As one of the first acts of the director Paul Scherrer the manuscript department was established in 1964. It is home to some 650 medieval manuscripts, as well as Hebrew and Oriental manuscripts. Important components of the Department are also numerous manuscripts history of the Reformation, the Wickiana, a collection of strange events of Johann Jakob Wick (1522-1588), the thesaurus Hottingerianus with original documents and copies of 16th and 17th century, Johann Heinrich Hottinger ( 1620-1667) amassed, and the Simleriana with copies of documents from the 16th and 17th century, hand created by Johann Jacob Simler ( 1716-1788 ). In addition, the manuscript department serves more than 500 discounts of writers and artists ( including Johann Jakob Bodmer, Armin Bollinger, Elias Canetti, Gottfried Keller, Oskar Kokoschka, Conrad Ferdinand Meyer, Johann Heinrich Pestalozzi ) and extensive letters and autograph collections, family archives, publishing archives, corporate - and guild archives.

Department maps and panoramas

The Map Collection has a population of 245,000 map sheets. This includes approximately 1000 manuscript maps, topographic maps of all European and many non-European countries, city maps and various military and nautical charts. The collection also includes some 4,000 atlases. The majority of the collection dates back to the city library, the collected cards since its inception, and particularly in the 19th century was able to significantly expand their holdings by generous donations from private collectors, founded in 1850, as well as cards club in Zurich. Only with the acquisition card from the Association advised the City Library a collection of maps, which in 1917 finally went to the Central Library.

Department of Music

In 1971, the special collections were extended at the initiative of Director Paul Scherrer and his successor Hans Baer to the music department. First, still housed in the premises of the main building, it is now in the choir of the church preacher, the former seat of the cantonal library. In addition to printed music and sound recordings preserves, among other things one of the largest Wagneriana collections in the world, more than 190 estates of composers, musicians and musicologists as well as various publishing and corporate archives. Furthermore, took over the music department in 1978, the old music library of the Zurich Opera with opera and operetta scores from the 19th and early 20th centuries ( including several used in premieres scores and orchestral materials ) and in 1999 the old parts of its conservatory and concert hall, with, among other first and early editions of the works of Richard Wagner and Franz Liszt.
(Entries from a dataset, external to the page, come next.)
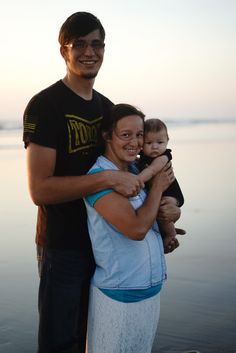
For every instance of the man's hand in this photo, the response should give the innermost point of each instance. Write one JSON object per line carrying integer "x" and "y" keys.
{"x": 168, "y": 211}
{"x": 126, "y": 184}
{"x": 173, "y": 243}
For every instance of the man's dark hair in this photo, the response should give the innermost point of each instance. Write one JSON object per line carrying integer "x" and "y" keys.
{"x": 78, "y": 25}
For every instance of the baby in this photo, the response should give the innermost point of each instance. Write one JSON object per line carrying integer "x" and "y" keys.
{"x": 154, "y": 149}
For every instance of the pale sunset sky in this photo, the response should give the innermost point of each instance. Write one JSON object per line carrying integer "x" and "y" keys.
{"x": 171, "y": 58}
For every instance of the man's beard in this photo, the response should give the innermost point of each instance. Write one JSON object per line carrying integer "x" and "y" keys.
{"x": 89, "y": 75}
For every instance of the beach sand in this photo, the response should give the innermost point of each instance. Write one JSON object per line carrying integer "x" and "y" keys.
{"x": 198, "y": 305}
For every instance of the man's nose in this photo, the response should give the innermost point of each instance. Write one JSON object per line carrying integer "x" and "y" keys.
{"x": 88, "y": 50}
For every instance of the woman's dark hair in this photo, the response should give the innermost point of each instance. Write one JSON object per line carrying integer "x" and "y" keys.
{"x": 78, "y": 25}
{"x": 154, "y": 125}
{"x": 110, "y": 119}
{"x": 116, "y": 113}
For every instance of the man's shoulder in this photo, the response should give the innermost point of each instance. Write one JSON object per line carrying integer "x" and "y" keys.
{"x": 105, "y": 100}
{"x": 50, "y": 90}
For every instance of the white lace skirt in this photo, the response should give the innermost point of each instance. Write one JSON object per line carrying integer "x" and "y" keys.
{"x": 115, "y": 327}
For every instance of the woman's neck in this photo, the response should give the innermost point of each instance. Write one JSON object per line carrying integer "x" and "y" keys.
{"x": 121, "y": 165}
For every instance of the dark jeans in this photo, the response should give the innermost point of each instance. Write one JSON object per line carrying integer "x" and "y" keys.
{"x": 63, "y": 302}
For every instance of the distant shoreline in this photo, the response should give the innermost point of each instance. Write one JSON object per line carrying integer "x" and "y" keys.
{"x": 12, "y": 125}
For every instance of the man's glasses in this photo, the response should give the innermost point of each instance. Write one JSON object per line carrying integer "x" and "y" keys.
{"x": 82, "y": 45}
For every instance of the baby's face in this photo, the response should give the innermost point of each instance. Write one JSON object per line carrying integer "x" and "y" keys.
{"x": 155, "y": 143}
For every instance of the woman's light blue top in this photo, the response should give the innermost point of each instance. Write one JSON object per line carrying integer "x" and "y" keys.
{"x": 122, "y": 263}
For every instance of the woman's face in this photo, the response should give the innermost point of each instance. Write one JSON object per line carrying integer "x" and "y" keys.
{"x": 126, "y": 141}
Furthermore there is in the music department as Dauerdepositum the library of the General Music Society Zurich, which structure includes a large number of sacred and secular vocal and instrumental music of the 17th and 18th centuries (mostly of Italian, Dutch and German publishers ) as well as an extensive collection of performance materials from the 19th century include.
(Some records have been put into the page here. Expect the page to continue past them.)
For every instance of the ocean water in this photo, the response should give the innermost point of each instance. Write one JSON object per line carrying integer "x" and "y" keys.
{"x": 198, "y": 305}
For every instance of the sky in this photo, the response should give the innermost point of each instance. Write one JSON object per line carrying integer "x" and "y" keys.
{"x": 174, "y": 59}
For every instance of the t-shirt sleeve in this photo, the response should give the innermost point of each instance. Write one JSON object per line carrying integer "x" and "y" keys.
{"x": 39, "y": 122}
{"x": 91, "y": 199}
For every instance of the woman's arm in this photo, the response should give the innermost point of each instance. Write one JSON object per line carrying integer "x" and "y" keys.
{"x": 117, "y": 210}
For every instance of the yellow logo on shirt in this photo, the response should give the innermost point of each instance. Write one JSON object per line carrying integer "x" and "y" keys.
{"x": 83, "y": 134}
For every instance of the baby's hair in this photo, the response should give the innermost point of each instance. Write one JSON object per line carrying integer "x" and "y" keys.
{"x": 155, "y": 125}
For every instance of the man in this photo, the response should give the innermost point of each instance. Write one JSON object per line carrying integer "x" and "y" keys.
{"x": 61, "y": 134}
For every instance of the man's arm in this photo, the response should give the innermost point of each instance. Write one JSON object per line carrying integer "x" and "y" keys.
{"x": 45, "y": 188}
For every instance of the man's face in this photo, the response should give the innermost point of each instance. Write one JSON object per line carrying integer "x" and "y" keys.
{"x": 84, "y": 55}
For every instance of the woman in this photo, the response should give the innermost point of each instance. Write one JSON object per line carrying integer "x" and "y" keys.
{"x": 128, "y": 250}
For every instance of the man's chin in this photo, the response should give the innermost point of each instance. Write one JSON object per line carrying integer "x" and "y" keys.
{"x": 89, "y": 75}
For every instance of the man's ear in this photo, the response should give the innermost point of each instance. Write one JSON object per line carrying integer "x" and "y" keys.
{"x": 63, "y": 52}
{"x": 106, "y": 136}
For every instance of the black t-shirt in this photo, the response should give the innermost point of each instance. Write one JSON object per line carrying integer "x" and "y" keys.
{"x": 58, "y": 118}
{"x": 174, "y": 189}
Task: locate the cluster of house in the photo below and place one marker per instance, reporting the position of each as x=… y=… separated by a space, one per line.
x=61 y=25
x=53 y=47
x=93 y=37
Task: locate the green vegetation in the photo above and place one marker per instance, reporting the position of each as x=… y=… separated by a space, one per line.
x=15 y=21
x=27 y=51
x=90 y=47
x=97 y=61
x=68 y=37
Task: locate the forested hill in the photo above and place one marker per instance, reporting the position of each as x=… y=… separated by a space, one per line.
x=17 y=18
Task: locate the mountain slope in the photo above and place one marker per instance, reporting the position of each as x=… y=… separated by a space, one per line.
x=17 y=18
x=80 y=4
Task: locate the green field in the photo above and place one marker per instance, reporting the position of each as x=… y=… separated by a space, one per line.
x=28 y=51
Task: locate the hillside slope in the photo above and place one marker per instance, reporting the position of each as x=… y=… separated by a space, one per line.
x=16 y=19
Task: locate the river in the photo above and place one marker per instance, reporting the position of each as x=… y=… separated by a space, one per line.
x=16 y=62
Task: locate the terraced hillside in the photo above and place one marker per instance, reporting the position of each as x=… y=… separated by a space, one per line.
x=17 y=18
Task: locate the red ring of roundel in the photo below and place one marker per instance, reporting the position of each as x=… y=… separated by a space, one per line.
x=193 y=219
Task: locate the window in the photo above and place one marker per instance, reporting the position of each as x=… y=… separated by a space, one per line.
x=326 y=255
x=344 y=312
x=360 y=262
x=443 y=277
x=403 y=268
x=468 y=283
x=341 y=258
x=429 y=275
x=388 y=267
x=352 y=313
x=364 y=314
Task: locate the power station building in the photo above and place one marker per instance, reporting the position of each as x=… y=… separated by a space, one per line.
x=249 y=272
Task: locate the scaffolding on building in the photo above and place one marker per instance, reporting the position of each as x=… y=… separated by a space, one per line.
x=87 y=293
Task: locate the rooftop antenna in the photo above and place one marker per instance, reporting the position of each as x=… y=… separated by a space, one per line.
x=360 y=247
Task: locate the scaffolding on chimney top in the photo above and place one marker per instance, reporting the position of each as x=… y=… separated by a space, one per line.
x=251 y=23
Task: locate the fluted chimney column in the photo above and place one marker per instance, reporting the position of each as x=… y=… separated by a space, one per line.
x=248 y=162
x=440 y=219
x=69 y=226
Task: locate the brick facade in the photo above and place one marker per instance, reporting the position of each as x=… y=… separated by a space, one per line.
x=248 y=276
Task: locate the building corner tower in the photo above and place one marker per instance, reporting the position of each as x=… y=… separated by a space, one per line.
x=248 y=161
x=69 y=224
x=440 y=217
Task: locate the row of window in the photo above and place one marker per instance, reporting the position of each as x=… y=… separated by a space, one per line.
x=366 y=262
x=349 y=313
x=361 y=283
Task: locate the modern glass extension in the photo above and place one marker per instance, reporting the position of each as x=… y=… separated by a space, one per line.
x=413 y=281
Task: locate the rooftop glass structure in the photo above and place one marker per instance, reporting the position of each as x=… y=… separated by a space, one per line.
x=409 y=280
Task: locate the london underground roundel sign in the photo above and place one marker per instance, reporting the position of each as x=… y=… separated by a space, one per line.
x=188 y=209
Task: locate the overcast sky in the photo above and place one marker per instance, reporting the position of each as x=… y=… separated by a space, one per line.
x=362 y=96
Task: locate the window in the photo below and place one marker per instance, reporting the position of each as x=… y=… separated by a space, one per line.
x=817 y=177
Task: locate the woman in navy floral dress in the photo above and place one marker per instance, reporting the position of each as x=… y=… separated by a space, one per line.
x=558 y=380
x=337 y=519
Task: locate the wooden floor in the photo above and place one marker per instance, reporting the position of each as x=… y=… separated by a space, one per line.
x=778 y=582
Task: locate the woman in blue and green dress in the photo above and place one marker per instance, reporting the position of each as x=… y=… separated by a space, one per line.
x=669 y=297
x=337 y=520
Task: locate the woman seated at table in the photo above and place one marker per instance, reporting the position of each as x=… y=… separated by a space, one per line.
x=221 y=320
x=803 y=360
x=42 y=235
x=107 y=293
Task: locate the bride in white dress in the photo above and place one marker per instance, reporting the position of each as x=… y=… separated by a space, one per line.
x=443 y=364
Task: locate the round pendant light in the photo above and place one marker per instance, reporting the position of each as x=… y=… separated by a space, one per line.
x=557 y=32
The Rare Books Collection manages the rare and valuable books and pamphlets of the Central Library Zurich. This includes about 1,600 incunabula and different prints of the 16th century - especially numerous publications Zurich - or even a collection of French Revolution pamphlets of Paul Usteri ( 1768-1831 ). The majority of these rare books dates back to the historic book holdings of municipal and cantonal library and the risen each in their collections. In addition, the collection took old prints numerous important private libraries Zurich personalities and scholars in their holdings, like that of Huldrych Zwingli (1484-1531), Heinrich Bullinger (1504-1575), Rudolph Gwalther (1519-1586) and Konrad Gessner ( 1516-1565 ). On the digitized part of the holdings can be accessed via the platform e-rara.ch.

Society of Friends of the Central Library Zurich ( GFZB )

The Society of Friends of the Central Library Zurich ( GFZB ) was founded in 1917. Its members enjoy several benefits, including:

  • Invitations to events of ZB.
  • Discounts on publications of the GFZB.
  • Introduction to research in the various systems of the ZB.